Ernest John Elton, (25 December 1893 – 8 March 1958) was the highest scoring British non-commissioned flying ace during the First World War. He was credited with 17 aerial victories.

==Early life==
He was born in Wimborne Workhouse, the son of Edith Jane Frampton, an unmarried domestic servant from Mannington, and was fostered by local midwife Hannah Elton and her husband Henry, subsequently adopting their surname as his own. As a boy he sang in the choir of Wimborne Minster, and after leaving school was apprenticed at a local Cycle and Carriage Works.

==Military service==
Elton enlisted in the Royal Flying Corps on 11 August 1914, serving as an air mechanic (Note: When he enlisted in 1914 his previous occupation was given as a Motor Cycle Mechanic). While serving with No. 6 Squadron in France in June 1915, he assisted Captain Lanoe Hawker in developing a machine gun mount for the Bristol Scout. In late 1916, he returned to England to train as a pilot, and was later assigned to No. 22 Squadron.

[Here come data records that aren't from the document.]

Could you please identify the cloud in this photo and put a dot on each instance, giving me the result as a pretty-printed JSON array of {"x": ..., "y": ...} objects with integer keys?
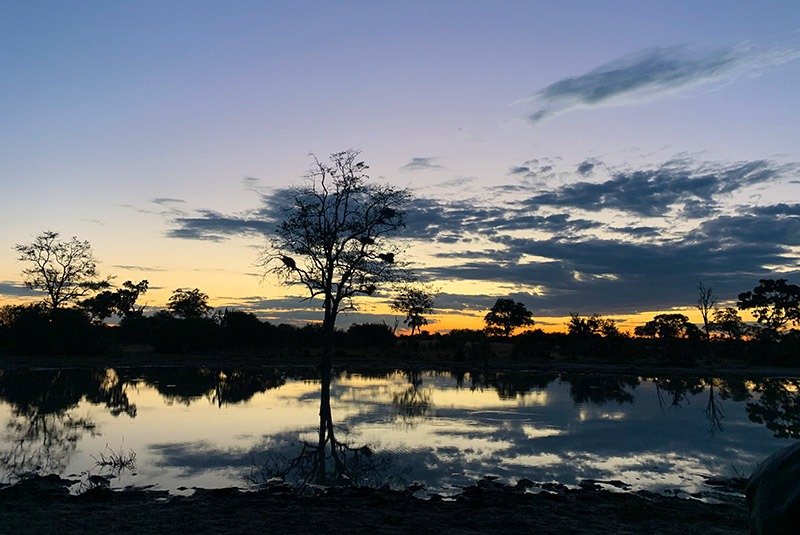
[
  {"x": 650, "y": 73},
  {"x": 15, "y": 289},
  {"x": 585, "y": 168},
  {"x": 654, "y": 191},
  {"x": 165, "y": 201},
  {"x": 564, "y": 242},
  {"x": 421, "y": 164}
]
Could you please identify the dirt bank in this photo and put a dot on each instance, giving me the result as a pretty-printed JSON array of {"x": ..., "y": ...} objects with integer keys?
[{"x": 42, "y": 505}]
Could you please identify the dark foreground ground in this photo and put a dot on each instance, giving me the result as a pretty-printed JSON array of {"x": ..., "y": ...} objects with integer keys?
[{"x": 42, "y": 505}]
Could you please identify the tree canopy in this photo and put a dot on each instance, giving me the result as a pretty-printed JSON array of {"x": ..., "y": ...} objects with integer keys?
[
  {"x": 668, "y": 326},
  {"x": 774, "y": 303},
  {"x": 188, "y": 303},
  {"x": 334, "y": 238},
  {"x": 506, "y": 315},
  {"x": 64, "y": 270},
  {"x": 414, "y": 302}
]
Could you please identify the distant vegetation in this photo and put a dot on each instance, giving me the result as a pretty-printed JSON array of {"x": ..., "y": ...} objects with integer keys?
[{"x": 188, "y": 325}]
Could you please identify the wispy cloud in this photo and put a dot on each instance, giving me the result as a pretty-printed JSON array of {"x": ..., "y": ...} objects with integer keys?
[
  {"x": 15, "y": 289},
  {"x": 421, "y": 164},
  {"x": 651, "y": 73},
  {"x": 651, "y": 192},
  {"x": 165, "y": 201}
]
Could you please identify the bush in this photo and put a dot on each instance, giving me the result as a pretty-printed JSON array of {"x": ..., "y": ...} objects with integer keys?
[{"x": 370, "y": 335}]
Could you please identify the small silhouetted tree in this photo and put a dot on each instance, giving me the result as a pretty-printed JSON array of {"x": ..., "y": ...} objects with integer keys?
[
  {"x": 774, "y": 303},
  {"x": 728, "y": 322},
  {"x": 415, "y": 303},
  {"x": 594, "y": 324},
  {"x": 64, "y": 270},
  {"x": 706, "y": 303},
  {"x": 121, "y": 302},
  {"x": 188, "y": 303},
  {"x": 668, "y": 326},
  {"x": 333, "y": 239},
  {"x": 506, "y": 315}
]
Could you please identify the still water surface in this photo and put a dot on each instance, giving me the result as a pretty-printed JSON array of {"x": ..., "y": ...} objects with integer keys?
[{"x": 219, "y": 428}]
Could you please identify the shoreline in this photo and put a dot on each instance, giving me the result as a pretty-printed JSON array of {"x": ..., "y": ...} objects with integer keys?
[{"x": 33, "y": 505}]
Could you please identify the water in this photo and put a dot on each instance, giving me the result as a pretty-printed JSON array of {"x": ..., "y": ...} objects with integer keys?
[{"x": 219, "y": 428}]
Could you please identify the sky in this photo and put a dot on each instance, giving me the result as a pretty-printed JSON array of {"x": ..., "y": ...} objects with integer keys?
[{"x": 580, "y": 157}]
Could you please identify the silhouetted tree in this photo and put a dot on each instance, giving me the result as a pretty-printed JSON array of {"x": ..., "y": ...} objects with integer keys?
[
  {"x": 65, "y": 271},
  {"x": 121, "y": 302},
  {"x": 774, "y": 303},
  {"x": 593, "y": 324},
  {"x": 414, "y": 302},
  {"x": 728, "y": 322},
  {"x": 507, "y": 315},
  {"x": 706, "y": 303},
  {"x": 333, "y": 239},
  {"x": 188, "y": 303},
  {"x": 668, "y": 326}
]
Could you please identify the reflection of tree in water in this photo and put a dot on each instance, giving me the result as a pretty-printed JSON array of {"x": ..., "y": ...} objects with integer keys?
[
  {"x": 41, "y": 433},
  {"x": 600, "y": 389},
  {"x": 328, "y": 461},
  {"x": 413, "y": 403},
  {"x": 778, "y": 407},
  {"x": 675, "y": 391},
  {"x": 509, "y": 385},
  {"x": 220, "y": 386}
]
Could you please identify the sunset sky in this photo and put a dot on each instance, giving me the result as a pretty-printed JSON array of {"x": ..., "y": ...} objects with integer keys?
[{"x": 590, "y": 157}]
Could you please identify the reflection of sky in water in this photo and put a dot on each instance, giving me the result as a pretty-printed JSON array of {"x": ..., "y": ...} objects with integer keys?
[{"x": 435, "y": 431}]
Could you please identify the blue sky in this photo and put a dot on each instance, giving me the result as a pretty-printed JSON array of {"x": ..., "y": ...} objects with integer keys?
[{"x": 579, "y": 156}]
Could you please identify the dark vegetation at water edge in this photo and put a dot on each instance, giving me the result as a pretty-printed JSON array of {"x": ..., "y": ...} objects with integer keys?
[
  {"x": 35, "y": 330},
  {"x": 32, "y": 506}
]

On 26 February 1918, Elton piloted a Bristol F.2b Fighter to his first victory, when he destroyed two Albatros D.Vs near Lens. Following the engagement his engine failed, and Elton glided the six miles back to the Allied lines, but crash-landed in no man's land. His observer/gunner Sergeant Hagen had been wounded in the leg, so Elton dragged him out of the aircraft and into a shell hole, then crawled and ran 200 yards to the Allied lines to fetch help. He returned with a first aid man to dress Hagen's wounds, then sat with him until dark, when he was stretchered back to safety. The aircraft was later recovered and was found to be riddled with bullet holes, including in the fuel tank under the pilot's seat.

In the next 31 days, Elton would be credited with destroying twelve more enemy aircraft and driving two down out of control. He scored ten of his wins himself, and his gunner in the rear seat scored six times. His string culminated in a triple victory on 29 March 1918, when he destroyed three German two-seater reconnaissance planes in ten minutes. They were the only two-seaters he ever destroyed; the remainder of his wins were over enemy fighters, principally Albatros D.Vs.

Elton was awarded the Military Medal "for bravery in the Field" in April 1918, and in June was awarded the Distinguished Conduct Medal, his citation reading:

1429 Sjt. E. J. Elton, MM, RAF.
For conspicuous gallantry and devotion to duty. During the past month he has destroyed six hostile machines and brought down another out of control. On two of these occasions he has caused two enemy planes to crash to earth, although on each occasion his formation was fighting against very heavy odds. He has at all times displayed the most marked courage, skill and determination.

In September 1918 he was awarded the Bronze Medal of Military Valour by Italy.

Elton was discharged from the Royal Air Force in 1922.